Журнал Q, 2009 02 | страница 36
Требование толерантности принимает порой не только глупую, но и агрессивную форму.
Так одна моя добрая знакомая, недавно вернувшаяся в Россию из Италии, рассказала следующий любопытный эпизод. Долго живя в иноязычной среде, она пробовала писать стихи на итальянском. Естественно, с соблюдением всех необходимых, по её мнению, технических правил. Свои поэтические опыты она решила продемонстрировать местным любителям литературы, периодически собирающимся в специализированном клубе (надо заметить, что большинство из них - люди весьма пожилые, ибо на Западе поэзией интересуются в основном пенсионеры). Каково же было удивление моей знакомой, когда вместо одобрения она услышала упрёк: так - в рифму, соблюдая размер, - писать теперь нельзя, ведь это может оскорбить и унизить тех, кто так писать не умеет.
Профессионализм обижает дилетантов!.. А что же представляет собой современная европейская поэзия? Моя знакомая тотчас сымпровизировала: «Лифт едет... Лифт едет... Лифт едет... Приехал лифт!». И не дай бог, если обозначится хоть какая-нибудь метафора!

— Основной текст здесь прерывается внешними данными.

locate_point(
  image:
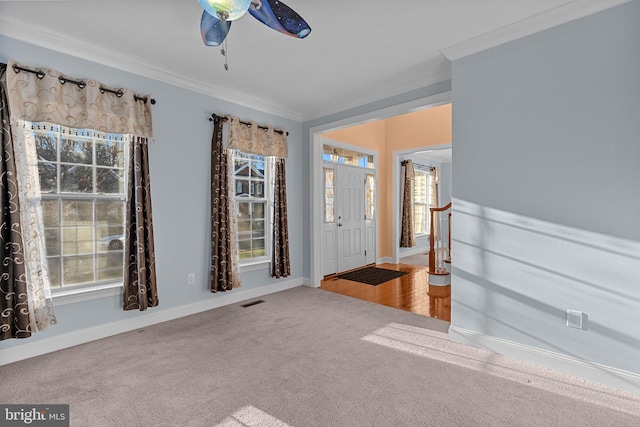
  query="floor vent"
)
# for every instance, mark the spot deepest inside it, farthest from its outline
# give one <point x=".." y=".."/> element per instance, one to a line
<point x="249" y="304"/>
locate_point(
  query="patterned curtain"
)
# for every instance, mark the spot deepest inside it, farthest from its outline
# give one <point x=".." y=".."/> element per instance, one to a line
<point x="140" y="288"/>
<point x="280" y="262"/>
<point x="49" y="96"/>
<point x="250" y="137"/>
<point x="407" y="234"/>
<point x="14" y="305"/>
<point x="224" y="271"/>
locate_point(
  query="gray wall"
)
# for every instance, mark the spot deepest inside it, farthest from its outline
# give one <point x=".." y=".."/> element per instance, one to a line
<point x="180" y="166"/>
<point x="546" y="189"/>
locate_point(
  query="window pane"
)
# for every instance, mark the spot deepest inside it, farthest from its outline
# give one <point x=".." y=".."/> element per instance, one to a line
<point x="77" y="212"/>
<point x="420" y="188"/>
<point x="329" y="215"/>
<point x="258" y="210"/>
<point x="258" y="248"/>
<point x="76" y="179"/>
<point x="50" y="213"/>
<point x="242" y="187"/>
<point x="77" y="240"/>
<point x="110" y="213"/>
<point x="244" y="209"/>
<point x="48" y="177"/>
<point x="244" y="229"/>
<point x="244" y="249"/>
<point x="110" y="266"/>
<point x="52" y="241"/>
<point x="76" y="150"/>
<point x="258" y="228"/>
<point x="420" y="217"/>
<point x="240" y="164"/>
<point x="370" y="197"/>
<point x="110" y="238"/>
<point x="257" y="189"/>
<point x="78" y="269"/>
<point x="53" y="265"/>
<point x="46" y="146"/>
<point x="83" y="243"/>
<point x="109" y="181"/>
<point x="110" y="153"/>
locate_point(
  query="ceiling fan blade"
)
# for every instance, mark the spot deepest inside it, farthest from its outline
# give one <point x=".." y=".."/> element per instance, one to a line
<point x="213" y="30"/>
<point x="280" y="17"/>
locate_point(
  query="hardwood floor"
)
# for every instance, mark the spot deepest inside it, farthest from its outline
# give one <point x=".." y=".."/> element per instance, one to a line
<point x="410" y="292"/>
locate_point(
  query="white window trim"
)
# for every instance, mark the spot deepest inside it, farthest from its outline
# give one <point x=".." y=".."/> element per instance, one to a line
<point x="427" y="219"/>
<point x="71" y="294"/>
<point x="251" y="264"/>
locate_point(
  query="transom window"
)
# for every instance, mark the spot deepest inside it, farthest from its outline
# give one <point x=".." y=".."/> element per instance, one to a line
<point x="347" y="157"/>
<point x="252" y="176"/>
<point x="83" y="184"/>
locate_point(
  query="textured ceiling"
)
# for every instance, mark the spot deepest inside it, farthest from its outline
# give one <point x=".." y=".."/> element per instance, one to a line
<point x="358" y="51"/>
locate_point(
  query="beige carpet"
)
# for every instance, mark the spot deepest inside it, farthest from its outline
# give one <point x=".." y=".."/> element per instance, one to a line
<point x="419" y="259"/>
<point x="305" y="357"/>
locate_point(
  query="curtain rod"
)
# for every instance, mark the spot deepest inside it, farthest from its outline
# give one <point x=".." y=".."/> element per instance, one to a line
<point x="421" y="166"/>
<point x="214" y="117"/>
<point x="81" y="84"/>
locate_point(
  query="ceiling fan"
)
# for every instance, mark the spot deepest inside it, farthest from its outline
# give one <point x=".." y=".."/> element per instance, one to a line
<point x="218" y="15"/>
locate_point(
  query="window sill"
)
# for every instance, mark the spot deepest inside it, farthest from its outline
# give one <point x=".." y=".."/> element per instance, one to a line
<point x="73" y="296"/>
<point x="255" y="265"/>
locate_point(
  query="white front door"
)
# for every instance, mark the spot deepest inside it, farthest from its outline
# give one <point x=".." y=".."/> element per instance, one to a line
<point x="350" y="217"/>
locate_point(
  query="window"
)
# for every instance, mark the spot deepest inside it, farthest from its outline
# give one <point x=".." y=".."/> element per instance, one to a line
<point x="253" y="202"/>
<point x="329" y="197"/>
<point x="370" y="196"/>
<point x="421" y="202"/>
<point x="82" y="181"/>
<point x="347" y="157"/>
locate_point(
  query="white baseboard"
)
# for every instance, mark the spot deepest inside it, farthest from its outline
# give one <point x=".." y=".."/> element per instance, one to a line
<point x="612" y="377"/>
<point x="59" y="342"/>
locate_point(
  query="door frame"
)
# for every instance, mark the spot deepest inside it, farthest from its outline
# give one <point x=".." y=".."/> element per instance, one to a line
<point x="366" y="171"/>
<point x="315" y="163"/>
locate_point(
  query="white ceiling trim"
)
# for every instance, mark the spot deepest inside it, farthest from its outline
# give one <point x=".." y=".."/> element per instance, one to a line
<point x="559" y="15"/>
<point x="373" y="96"/>
<point x="98" y="54"/>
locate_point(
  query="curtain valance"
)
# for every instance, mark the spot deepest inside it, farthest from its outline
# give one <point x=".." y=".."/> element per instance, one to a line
<point x="43" y="97"/>
<point x="253" y="138"/>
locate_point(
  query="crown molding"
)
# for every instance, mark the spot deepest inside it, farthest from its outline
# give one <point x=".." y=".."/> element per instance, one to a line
<point x="559" y="15"/>
<point x="98" y="54"/>
<point x="424" y="80"/>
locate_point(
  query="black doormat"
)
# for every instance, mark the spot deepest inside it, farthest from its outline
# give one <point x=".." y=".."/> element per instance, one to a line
<point x="372" y="275"/>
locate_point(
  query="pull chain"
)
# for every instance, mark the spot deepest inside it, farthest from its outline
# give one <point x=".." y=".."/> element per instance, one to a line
<point x="224" y="51"/>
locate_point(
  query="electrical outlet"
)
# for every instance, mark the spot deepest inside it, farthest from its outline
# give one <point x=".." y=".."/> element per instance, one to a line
<point x="574" y="319"/>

Ревнители свободы от любых табу любят ссылаться на авторитет А.С. Пушкина, по мнению которого, первым из русских поэтов, отбросившим архаический стиль во имя живого народного языка, был не кто иной, как Иван Барков. Часто цитируются слова великого классика, обращённые к подрастающему поколению: «Вы не знаете стихов... Баркова и собираетесь вступить в университет, это курьёзно. Барков - одно из знаменитейших лиц в русской литературе: стихотворения его в ближайшем будущем получат огромное значение... Для меня... нет сомнения, что первые книги, которые выйдут в России без цензуры, будет полное собрание сочинений Баркова». Трудно теперь понять, насколько серьёзно относился к этому своему заявлению Александр Сергеевич, поскольку его творчество в целом говорит совсем об ином. Но предвидение поэта сбылось: цензура отменена и «барковиана» издаётся большими тиражами.
Однако «поступающие в университет» знают теперь сочинения не только Баркова, но и тех современных авторов, которые пытаются заполнить «русским подзаборным» провалы в содержании, замаскировать недостаток художественности. Создаётся впечатление, что литература, целенаправленно использующая мат как одно из выразительных средств, - это всё же феномен не пушкинского, а нашего времени. Что это - раскрепощение духа или конъюнктура рынка, диктующего писателю свои законы, основанные на потакании самым низменным потребностям массового потребителя «чтива»? Часто говорится о том, что такая литература всего лишь отражает соответствующую ей реальность, что мы-де давно живём в царстве порнографии. Но почему-то некоторых из нас при этом не покидает ощущение: причину подменяют следствием.